On this date in 1960, Traffic Wardens first patrolled the streets of London. Here are 10 things you might not know about traffic wardens.

Traffic warden
  1. There were 40 traffic wardens that first day. Their uniforms had gilt buttons, Yellow shoulder flashes and yellow cap bands. Their average age was 50. Between them they issued 344 tickets. A parking fine in those days was £2.
  2. The first person to receive a parking ticket was Dr Thomas Creighton. He was also the first person to successfully appeal against one, because he was answering an emergency call at the time.
  3. They're not police, although in some areas they work on behalf of the police. Many are employed by councils or private companies. They will, however, co-operate with the police and report suspicious vehicles and anti-social behaviour.
  4. They're known in popular culture for being over-zealous. While most do their job sensibly, there have been reports of insensitive and even ridiculous ticketing. Hearses and ambulances are examples of insensitive ticketing. A warden in Yorkshire once slapped a ticket on a Horse belonging to a retired blacksmith. Under "vehicle description", the attendant had written "brown horse". In Manchester, a Rabbit hutch got a ticket. The pet shop owner had unloaded the hutch and put it outside his shop, then driven off so his van wouldn't get a ticket. “It's ridiculous,” the pet shop owner said. “It hasn't even got wheels."
  5. Motorists can be equally unreasonable, of course. Verbal and physical attacks and even death threats towards traffic wardens are common enough that wardens are sent on "conflict resolution classes" which include police guidance on calming angry motorists. Attacks against wardens reached a peak in 2007 when there were 21 attacks a month.
  6. With the best will in the world, a traffic warden can make a mistake. In 2008, 12,423 motorists appealed against parking fines. About 62% were successful. So what do you do if you get a ticket and you think the warden got it wrong? Don't punch them in the face, obviously. The advice is to tell the warden (calmly!) why you believe they are wrong, and ask him or her to write your comments down. Check the parking ticket and make sure it has the correct date on it, the correct registration and description of your car, and states the location of the offence. Also check whether there are clear signs stating the parking restrictions and that any yellow lines are clearly visible. Take photographs if need be. If it was at night, were the streetlights on? There's no point arguing with the traffic warden – it's the council's job to deal with your objection so write to them as soon as possible. Don't pay the fine and appeal later, because paying up is an admission of guilt, and you won't get it back.

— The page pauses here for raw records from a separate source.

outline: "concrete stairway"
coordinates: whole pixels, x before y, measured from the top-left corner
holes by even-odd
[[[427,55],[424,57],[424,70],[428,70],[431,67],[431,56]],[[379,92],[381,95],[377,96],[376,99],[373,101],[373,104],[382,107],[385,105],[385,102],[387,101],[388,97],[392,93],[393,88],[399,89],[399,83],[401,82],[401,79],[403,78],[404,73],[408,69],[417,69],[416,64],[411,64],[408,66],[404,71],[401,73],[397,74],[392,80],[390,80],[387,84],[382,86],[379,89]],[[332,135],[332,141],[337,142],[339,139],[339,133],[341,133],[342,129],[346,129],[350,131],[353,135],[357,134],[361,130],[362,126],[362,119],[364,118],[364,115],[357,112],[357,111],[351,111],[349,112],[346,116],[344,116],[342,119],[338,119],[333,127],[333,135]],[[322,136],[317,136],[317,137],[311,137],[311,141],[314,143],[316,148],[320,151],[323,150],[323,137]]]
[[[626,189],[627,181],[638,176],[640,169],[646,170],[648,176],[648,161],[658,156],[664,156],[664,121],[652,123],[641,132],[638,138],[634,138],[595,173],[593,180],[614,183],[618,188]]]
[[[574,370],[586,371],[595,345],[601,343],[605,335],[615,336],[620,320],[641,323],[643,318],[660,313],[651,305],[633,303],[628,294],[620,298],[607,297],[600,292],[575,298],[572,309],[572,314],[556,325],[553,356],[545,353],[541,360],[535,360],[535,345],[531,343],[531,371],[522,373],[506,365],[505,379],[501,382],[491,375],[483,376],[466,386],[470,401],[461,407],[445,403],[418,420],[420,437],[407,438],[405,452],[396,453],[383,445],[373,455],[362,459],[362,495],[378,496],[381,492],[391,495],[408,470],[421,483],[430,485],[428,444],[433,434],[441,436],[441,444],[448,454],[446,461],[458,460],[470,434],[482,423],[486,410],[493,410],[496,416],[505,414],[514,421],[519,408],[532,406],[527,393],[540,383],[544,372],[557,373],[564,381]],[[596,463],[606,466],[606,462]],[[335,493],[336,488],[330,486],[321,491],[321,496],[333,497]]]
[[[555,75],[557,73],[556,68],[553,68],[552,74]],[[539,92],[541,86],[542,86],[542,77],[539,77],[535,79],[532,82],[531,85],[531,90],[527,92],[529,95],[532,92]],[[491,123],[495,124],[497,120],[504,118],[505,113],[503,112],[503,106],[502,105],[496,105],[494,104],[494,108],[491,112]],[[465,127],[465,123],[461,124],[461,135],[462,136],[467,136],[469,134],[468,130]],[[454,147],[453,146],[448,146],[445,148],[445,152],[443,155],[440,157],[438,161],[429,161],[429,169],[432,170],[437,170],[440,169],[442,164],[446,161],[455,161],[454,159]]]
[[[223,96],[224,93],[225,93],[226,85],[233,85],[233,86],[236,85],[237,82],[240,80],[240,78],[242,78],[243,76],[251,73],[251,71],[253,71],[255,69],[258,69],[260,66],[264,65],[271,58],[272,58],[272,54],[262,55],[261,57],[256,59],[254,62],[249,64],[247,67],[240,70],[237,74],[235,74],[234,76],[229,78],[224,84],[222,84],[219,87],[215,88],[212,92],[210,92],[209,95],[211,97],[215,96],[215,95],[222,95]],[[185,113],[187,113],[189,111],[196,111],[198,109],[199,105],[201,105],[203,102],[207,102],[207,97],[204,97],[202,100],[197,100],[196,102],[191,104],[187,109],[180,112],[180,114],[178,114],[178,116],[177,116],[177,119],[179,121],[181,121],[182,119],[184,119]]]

  7. Some people think traffic wardens have targets to meet, which is why they can be over-zealous. Traffic wardens working for local councils don't have targets. The British Parking Association code of practice says “the practice of offering financial incentives relating to the quantity of parking charge notices in new and existing employee contracts is prohibited”. That said, wardens working for private companies to oversee their car parks, may not be members of the Association so they could have targets.
  8. In 2009 in England and Wales, 18,000 parking attendants, issued 4,035,555 parking tickets raising £267,761,347 in fines.
  9. Some people think you can avoid a ticket by driving away before the warden can slap the ticket on your vehicle, but if they've written the notice, they have your registration number and will track you down via the DVLA and send you the fine in the post. Another myth is that they have to observe your car for a period of time before they can issue a fine. If you've parked somewhere illegal or dangerous, that's an immediate fine, although if you're parked in a pay and display car park or on a meter, they are supposed to give you 10 minutes grace after the expiry time. People who are registered disabled may be able to park in more places, but they are not exempt from fines for illegal/dangerous parking and parking fees if the car park says they have to pay.
  10. The Beatles song, Lovely Rita, is about a female traffic warden.